Un’infermiera si prende cura di un paziente sospettato di avere COVID-19 in terapia intensiva di un ospedale di Toronto a maggio. Lo specialista in malattie infettive, il dottor Sumon Chakrabarti, dice che se il Canada vede una terza ondata più piccola, o “wavelet”, il sistema sanitario potrebbe essere in grado di “assorbire” l’impatto del COVID-19 meglio delle ondate precedenti. (Evan Mitsui / CBC)

Il Sudafrica ha recentemente visto a notevole calo nei casi di COVID-19 nonostante la variante identificata per la prima volta lì determini un picco nella trasmissione, che potrebbe essere di buon auspicio per altri paesi che sperano di controllare quella variante dalla diffusione.

Ma gli esperti avvertono che a il declino dei casi potrebbe essere di breve durata, come evidenziato dai paesi duramente colpiti dalla B117, come Portogallo, Spagna, Irlanda e Regno Unito, che in seguito hanno visto un picco ancora maggiore nei casi guidati dalla variante.

Se il Canada è colpito da una terza ondata, Bogoch ha detto che è probabile che sia così anziani che vivono in comunità e comunità razzializzate sarà danneggiato in modo sproporzionato.

“Sappiamo come evitare che ciò accada. Abbiamo gli strumenti che funzionano, sappiamo come farlo, possiamo prevenire una terza ondata”, ha detto.

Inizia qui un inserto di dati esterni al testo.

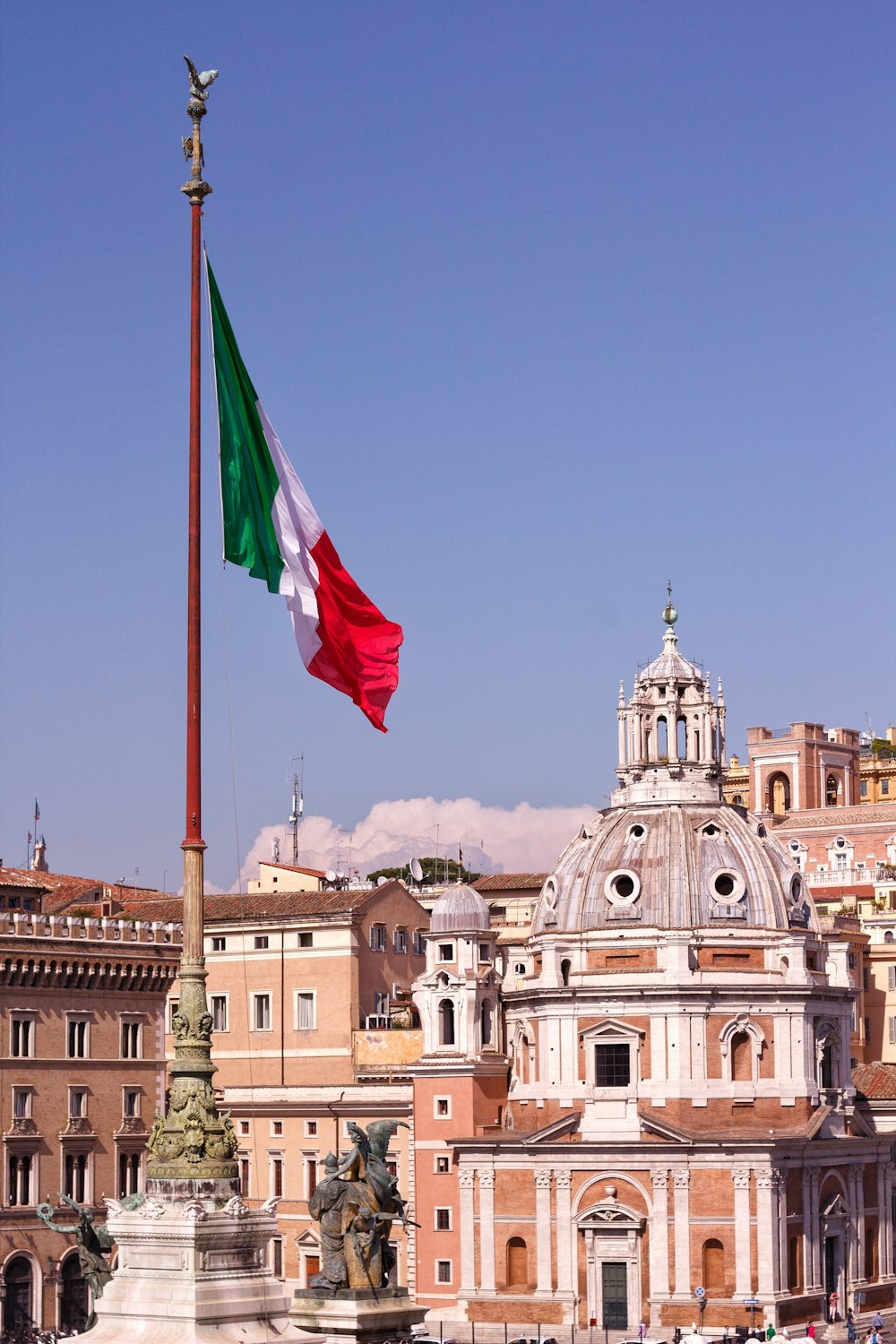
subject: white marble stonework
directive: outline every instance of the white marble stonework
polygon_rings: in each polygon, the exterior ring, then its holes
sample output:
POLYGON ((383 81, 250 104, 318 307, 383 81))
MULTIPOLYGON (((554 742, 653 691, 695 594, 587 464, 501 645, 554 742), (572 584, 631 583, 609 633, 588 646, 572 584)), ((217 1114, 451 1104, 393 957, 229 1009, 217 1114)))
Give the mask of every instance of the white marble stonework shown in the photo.
POLYGON ((97 1302, 91 1344, 262 1344, 271 1325, 285 1331, 281 1339, 301 1337, 267 1269, 273 1212, 250 1211, 239 1199, 226 1210, 149 1199, 113 1208, 106 1226, 118 1265, 97 1302))

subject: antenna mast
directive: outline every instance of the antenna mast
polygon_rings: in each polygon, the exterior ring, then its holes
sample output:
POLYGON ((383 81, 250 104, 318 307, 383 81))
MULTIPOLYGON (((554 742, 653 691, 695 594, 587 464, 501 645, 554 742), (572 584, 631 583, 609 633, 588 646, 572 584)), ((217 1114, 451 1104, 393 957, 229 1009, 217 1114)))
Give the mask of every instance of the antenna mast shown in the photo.
POLYGON ((305 794, 302 792, 305 784, 305 755, 293 757, 293 765, 300 763, 301 778, 297 773, 293 773, 293 810, 289 814, 289 824, 293 828, 293 867, 298 868, 298 824, 302 820, 302 813, 305 812, 305 794))

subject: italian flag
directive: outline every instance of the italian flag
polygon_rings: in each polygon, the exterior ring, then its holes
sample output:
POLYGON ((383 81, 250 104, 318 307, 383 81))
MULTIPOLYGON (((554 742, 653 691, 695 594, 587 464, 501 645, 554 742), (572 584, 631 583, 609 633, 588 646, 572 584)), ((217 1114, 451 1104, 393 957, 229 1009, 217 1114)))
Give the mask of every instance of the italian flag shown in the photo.
POLYGON ((349 695, 373 727, 398 685, 402 626, 387 621, 336 554, 246 372, 208 257, 224 559, 281 593, 302 663, 349 695))

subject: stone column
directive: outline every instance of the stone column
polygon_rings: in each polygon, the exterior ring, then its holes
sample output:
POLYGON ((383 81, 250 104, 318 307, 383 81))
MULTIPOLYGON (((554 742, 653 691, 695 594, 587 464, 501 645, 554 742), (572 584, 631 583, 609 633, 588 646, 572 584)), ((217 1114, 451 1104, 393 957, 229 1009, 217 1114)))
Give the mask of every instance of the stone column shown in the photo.
POLYGON ((480 1167, 480 1288, 494 1292, 494 1171, 480 1167))
POLYGON ((673 1171, 673 1218, 676 1235, 676 1296, 690 1297, 690 1172, 673 1171))
MULTIPOLYGON (((850 1163, 849 1177, 849 1281, 865 1282, 865 1168, 850 1163)), ((844 1302, 841 1310, 846 1309, 844 1302)))
POLYGON ((787 1284, 787 1173, 772 1172, 775 1180, 775 1223, 776 1223, 776 1255, 775 1255, 775 1292, 785 1292, 787 1284))
POLYGON ((774 1177, 772 1171, 756 1172, 756 1292, 760 1297, 775 1292, 778 1230, 774 1226, 774 1177))
POLYGON ((572 1292, 572 1173, 562 1168, 555 1171, 553 1179, 557 1187, 557 1292, 572 1292))
POLYGON ((551 1171, 535 1173, 536 1293, 551 1293, 551 1171))
POLYGON ((650 1214, 650 1297, 669 1296, 669 1172, 650 1169, 653 1212, 650 1214))
POLYGON ((809 1171, 809 1242, 811 1247, 811 1281, 810 1288, 821 1292, 821 1212, 818 1210, 818 1187, 821 1184, 821 1171, 811 1167, 809 1171))
MULTIPOLYGON (((476 1172, 473 1168, 461 1168, 457 1173, 461 1187, 461 1292, 473 1293, 476 1290, 476 1254, 474 1254, 474 1220, 473 1220, 473 1183, 476 1172)), ((480 1235, 482 1228, 480 1227, 480 1235)), ((488 1231, 486 1238, 488 1239, 488 1231)))
POLYGON ((750 1168, 735 1167, 735 1297, 752 1296, 750 1253, 750 1168))

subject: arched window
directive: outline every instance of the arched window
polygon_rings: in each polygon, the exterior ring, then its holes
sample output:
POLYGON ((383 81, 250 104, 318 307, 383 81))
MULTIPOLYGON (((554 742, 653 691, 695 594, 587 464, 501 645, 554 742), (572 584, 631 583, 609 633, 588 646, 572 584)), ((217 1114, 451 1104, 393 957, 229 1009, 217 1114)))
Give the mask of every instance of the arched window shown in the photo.
POLYGON ((439 1046, 454 1044, 454 1004, 443 999, 439 1004, 439 1046))
POLYGON ((750 1032, 739 1031, 731 1038, 731 1079, 736 1083, 752 1082, 754 1044, 750 1032))
POLYGON ((508 1288, 528 1288, 529 1253, 521 1236, 512 1236, 506 1247, 508 1288))
POLYGON ((488 999, 482 1000, 482 1046, 492 1044, 492 1004, 488 999))
POLYGON ((32 1324, 32 1274, 27 1255, 13 1255, 3 1271, 5 1297, 3 1300, 3 1329, 11 1335, 26 1333, 32 1324))
POLYGON ((877 1223, 865 1222, 865 1278, 877 1278, 877 1223))
POLYGON ((62 1304, 59 1306, 62 1329, 69 1335, 81 1333, 87 1325, 90 1304, 87 1284, 81 1273, 78 1254, 67 1255, 62 1262, 62 1304))
POLYGON ((802 1236, 791 1236, 787 1242, 787 1288, 790 1292, 802 1292, 803 1286, 803 1258, 802 1236))
POLYGON ((715 1236, 703 1243, 703 1284, 707 1292, 725 1286, 725 1249, 715 1236))
POLYGON ((790 780, 780 770, 768 780, 768 810, 776 817, 790 812, 790 780))

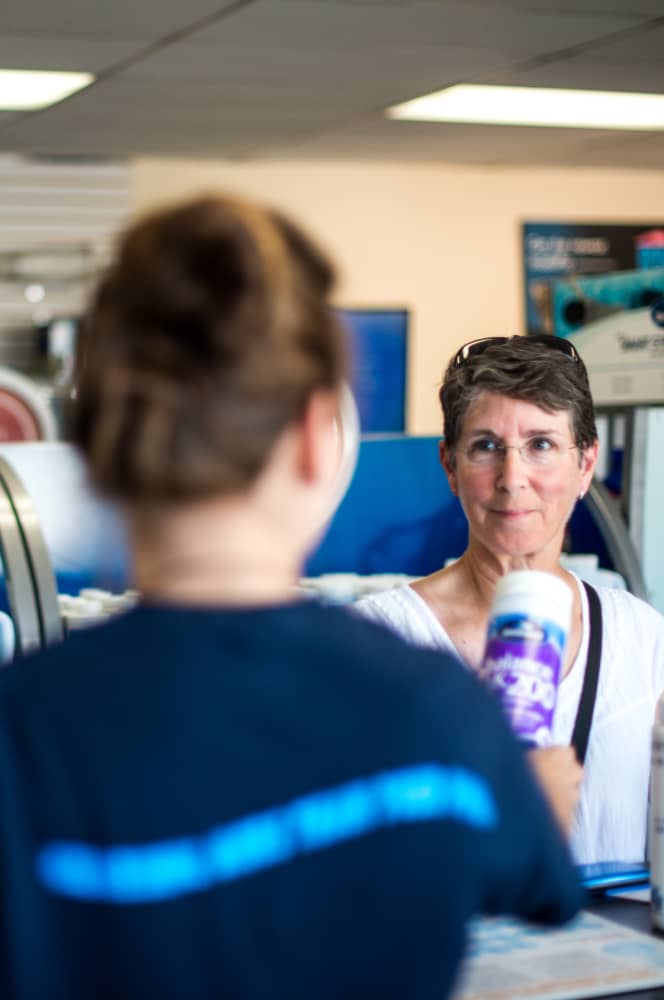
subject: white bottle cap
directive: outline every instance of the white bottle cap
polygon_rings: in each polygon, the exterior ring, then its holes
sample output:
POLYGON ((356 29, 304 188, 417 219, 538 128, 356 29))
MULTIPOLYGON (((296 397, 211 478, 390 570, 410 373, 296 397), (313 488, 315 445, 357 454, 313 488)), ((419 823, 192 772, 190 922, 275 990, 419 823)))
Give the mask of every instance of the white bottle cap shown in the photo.
POLYGON ((568 632, 572 590, 553 573, 534 569, 513 570, 498 581, 492 614, 513 610, 524 614, 544 614, 568 632))

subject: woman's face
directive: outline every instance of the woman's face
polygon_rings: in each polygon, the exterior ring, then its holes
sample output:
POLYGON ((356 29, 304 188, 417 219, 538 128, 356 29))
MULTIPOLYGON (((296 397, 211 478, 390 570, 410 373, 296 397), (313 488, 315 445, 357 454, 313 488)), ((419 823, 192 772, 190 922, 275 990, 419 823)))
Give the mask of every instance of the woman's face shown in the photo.
POLYGON ((581 452, 574 447, 567 410, 547 413, 491 392, 469 407, 453 461, 441 443, 441 461, 468 518, 471 544, 498 558, 549 557, 552 565, 596 460, 596 443, 581 452))

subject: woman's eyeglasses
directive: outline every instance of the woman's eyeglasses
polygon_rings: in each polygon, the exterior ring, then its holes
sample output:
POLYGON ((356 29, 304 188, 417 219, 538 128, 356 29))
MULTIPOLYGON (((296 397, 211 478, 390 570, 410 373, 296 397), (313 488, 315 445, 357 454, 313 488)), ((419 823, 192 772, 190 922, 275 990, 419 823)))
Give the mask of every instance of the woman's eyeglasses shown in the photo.
MULTIPOLYGON (((464 344, 463 347, 459 348, 454 355, 451 367, 460 368, 461 365, 465 365, 469 358, 476 358, 478 355, 483 354, 488 347, 494 347, 496 344, 506 344, 508 340, 513 339, 513 337, 482 337, 480 340, 471 340, 470 343, 464 344)), ((560 351, 570 361, 581 360, 574 344, 565 337, 553 337, 548 333, 535 333, 525 339, 530 344, 539 344, 541 347, 550 347, 554 351, 560 351)))
POLYGON ((553 438, 538 434, 525 444, 504 444, 498 438, 479 437, 462 449, 462 454, 470 465, 478 468, 498 468, 502 466, 508 451, 518 451, 521 461, 539 469, 557 465, 568 451, 576 445, 561 444, 553 438))

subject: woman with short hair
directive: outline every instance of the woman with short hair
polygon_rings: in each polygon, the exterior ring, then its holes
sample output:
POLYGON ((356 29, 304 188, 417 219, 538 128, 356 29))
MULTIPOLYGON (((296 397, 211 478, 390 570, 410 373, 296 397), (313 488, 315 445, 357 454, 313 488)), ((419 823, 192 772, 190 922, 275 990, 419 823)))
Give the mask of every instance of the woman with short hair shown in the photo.
MULTIPOLYGON (((597 461, 585 365, 559 337, 488 337, 454 355, 440 401, 440 459, 468 520, 467 548, 445 569, 356 607, 478 670, 500 577, 527 568, 562 579, 573 603, 554 743, 569 744, 580 730, 592 631, 602 649, 573 853, 579 863, 643 859, 664 619, 631 594, 598 587, 600 617, 591 629, 593 594, 560 564, 567 522, 597 461)), ((533 762, 546 770, 547 752, 535 751, 533 762)))

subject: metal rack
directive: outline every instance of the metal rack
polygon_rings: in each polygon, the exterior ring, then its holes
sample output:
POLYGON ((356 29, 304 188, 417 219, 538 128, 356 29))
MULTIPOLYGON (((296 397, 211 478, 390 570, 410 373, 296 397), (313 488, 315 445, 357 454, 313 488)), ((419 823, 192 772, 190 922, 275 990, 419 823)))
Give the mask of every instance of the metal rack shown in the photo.
POLYGON ((62 639, 58 592, 32 500, 0 457, 0 555, 9 610, 22 655, 62 639))

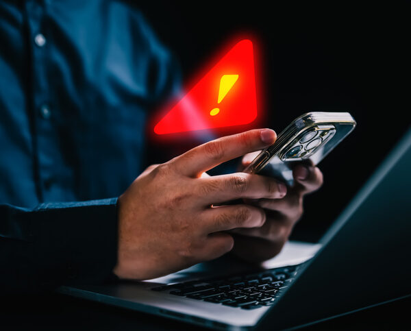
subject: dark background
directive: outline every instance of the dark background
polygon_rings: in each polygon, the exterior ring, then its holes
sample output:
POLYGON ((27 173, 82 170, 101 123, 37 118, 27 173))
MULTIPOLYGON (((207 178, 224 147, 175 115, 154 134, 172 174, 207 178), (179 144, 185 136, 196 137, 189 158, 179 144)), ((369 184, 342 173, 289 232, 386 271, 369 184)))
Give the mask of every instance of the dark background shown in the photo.
POLYGON ((348 111, 356 119, 354 132, 320 164, 323 186, 305 200, 292 238, 309 241, 319 239, 411 123, 409 4, 330 3, 134 5, 178 58, 184 82, 232 36, 256 36, 262 126, 279 133, 309 111, 348 111))

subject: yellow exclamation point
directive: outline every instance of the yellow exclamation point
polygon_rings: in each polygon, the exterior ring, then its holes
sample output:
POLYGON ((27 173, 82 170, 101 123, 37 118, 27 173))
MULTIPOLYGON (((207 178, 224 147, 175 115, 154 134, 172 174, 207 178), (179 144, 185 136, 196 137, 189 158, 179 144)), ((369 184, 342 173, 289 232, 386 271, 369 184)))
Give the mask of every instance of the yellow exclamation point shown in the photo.
MULTIPOLYGON (((231 90, 233 85, 237 82, 238 79, 238 75, 223 75, 221 79, 220 79, 220 89, 219 90, 219 100, 217 103, 220 103, 221 100, 224 99, 224 97, 228 93, 228 91, 231 90)), ((220 112, 219 108, 214 108, 210 112, 211 116, 215 116, 220 112)))

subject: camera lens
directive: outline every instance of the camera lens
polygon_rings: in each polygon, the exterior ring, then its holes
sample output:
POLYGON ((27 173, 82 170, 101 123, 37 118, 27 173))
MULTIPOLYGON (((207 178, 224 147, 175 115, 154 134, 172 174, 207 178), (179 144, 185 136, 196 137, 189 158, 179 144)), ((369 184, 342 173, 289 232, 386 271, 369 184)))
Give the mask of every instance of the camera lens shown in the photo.
POLYGON ((297 155, 299 153, 302 148, 303 147, 300 145, 296 146, 295 147, 292 147, 291 149, 287 151, 287 153, 286 154, 286 158, 294 158, 296 155, 297 155))
POLYGON ((311 139, 312 139, 314 137, 315 137, 317 134, 317 132, 316 131, 310 131, 309 132, 307 132, 306 134, 304 134, 303 136, 303 138, 301 138, 301 139, 300 140, 300 143, 307 143, 308 141, 310 141, 311 139))
POLYGON ((312 149, 314 149, 317 146, 319 146, 321 143, 321 138, 317 138, 316 139, 314 139, 307 144, 307 145, 306 146, 306 150, 310 151, 312 149))

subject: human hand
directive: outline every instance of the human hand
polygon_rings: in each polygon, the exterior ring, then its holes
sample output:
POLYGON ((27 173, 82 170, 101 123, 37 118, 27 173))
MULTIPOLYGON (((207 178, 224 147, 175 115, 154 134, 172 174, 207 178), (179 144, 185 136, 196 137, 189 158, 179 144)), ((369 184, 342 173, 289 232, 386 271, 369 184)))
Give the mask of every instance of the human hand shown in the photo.
MULTIPOLYGON (((259 151, 242 158, 242 166, 251 163, 259 151)), ((245 202, 263 208, 266 219, 261 227, 234 229, 235 256, 249 262, 262 262, 280 252, 292 228, 303 214, 305 195, 318 190, 323 184, 320 169, 312 164, 299 164, 293 171, 295 184, 282 198, 248 199, 245 202)), ((268 177, 265 177, 268 178, 268 177)))
POLYGON ((230 251, 234 240, 227 230, 262 228, 266 213, 260 207, 213 204, 241 198, 275 201, 284 196, 275 180, 245 173, 203 175, 220 163, 272 145, 275 138, 273 130, 251 130, 148 167, 118 200, 114 273, 125 279, 160 277, 230 251))

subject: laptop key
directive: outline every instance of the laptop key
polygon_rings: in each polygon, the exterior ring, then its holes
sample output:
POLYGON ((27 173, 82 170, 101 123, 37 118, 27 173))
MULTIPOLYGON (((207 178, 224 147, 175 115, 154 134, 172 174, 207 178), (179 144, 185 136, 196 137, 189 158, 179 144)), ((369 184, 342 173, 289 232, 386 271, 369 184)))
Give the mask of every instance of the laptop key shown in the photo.
POLYGON ((249 309, 249 310, 256 309, 256 308, 261 308, 261 307, 262 307, 262 306, 261 306, 260 304, 249 304, 247 306, 241 306, 241 308, 242 309, 249 309))
POLYGON ((256 304, 257 300, 255 300, 251 298, 247 298, 242 300, 238 300, 237 304, 238 307, 242 307, 242 306, 247 306, 249 304, 256 304))
POLYGON ((224 292, 221 292, 220 291, 215 291, 214 293, 206 293, 204 295, 201 295, 199 296, 200 299, 206 299, 208 297, 216 297, 218 295, 221 295, 224 294, 224 292))
POLYGON ((262 304, 264 306, 271 306, 272 304, 274 304, 274 302, 275 299, 272 299, 271 300, 263 301, 262 302, 260 302, 260 304, 262 304))
POLYGON ((225 301, 224 302, 222 302, 222 304, 225 306, 232 306, 235 307, 237 306, 237 302, 236 300, 225 301))

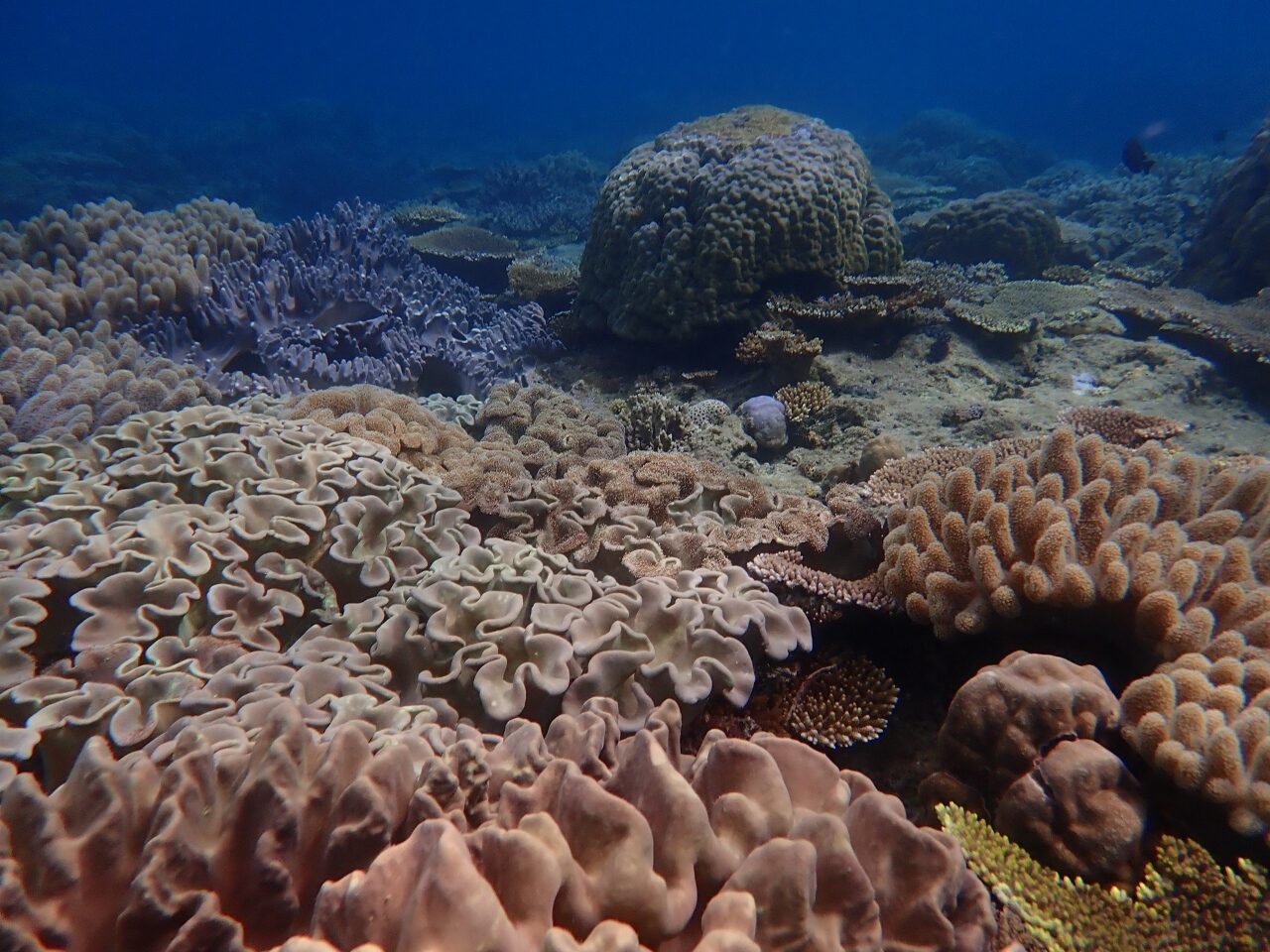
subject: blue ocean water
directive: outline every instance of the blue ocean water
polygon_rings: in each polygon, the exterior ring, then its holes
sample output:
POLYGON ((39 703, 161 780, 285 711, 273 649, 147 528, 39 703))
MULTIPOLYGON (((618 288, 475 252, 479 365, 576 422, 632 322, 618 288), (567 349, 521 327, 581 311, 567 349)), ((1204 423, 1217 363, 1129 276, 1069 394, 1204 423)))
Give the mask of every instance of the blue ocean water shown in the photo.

“Non c’è motivo per avere una terza ondata. Non c’è motivo per avere un altro blocco. Questo non è correlato al virus, e abbiamo abbastanza informazioni su come questo virus viene trasmesso. Questo è veramente basato sulla politica”.

Deonandan ha detto che pur concordando sul fatto che una terza ondata potrebbe essere prevenuta, è quasi convinto che il Canada sia destinato ad affrontarne uno a causa della mancanza di volontà politica da parte del paese che sta già spingendo per riaprire.

“È molto probabile. Penso che potremmo fare cose eroiche per evitarlo, ma non lo faremo”, ha detto.

“Ma ciò che è incerto è quale sarà il numero di ricoveri ospedalieri e il bilancio delle vittime di una terza ondata – potrebbe non essere così grave”.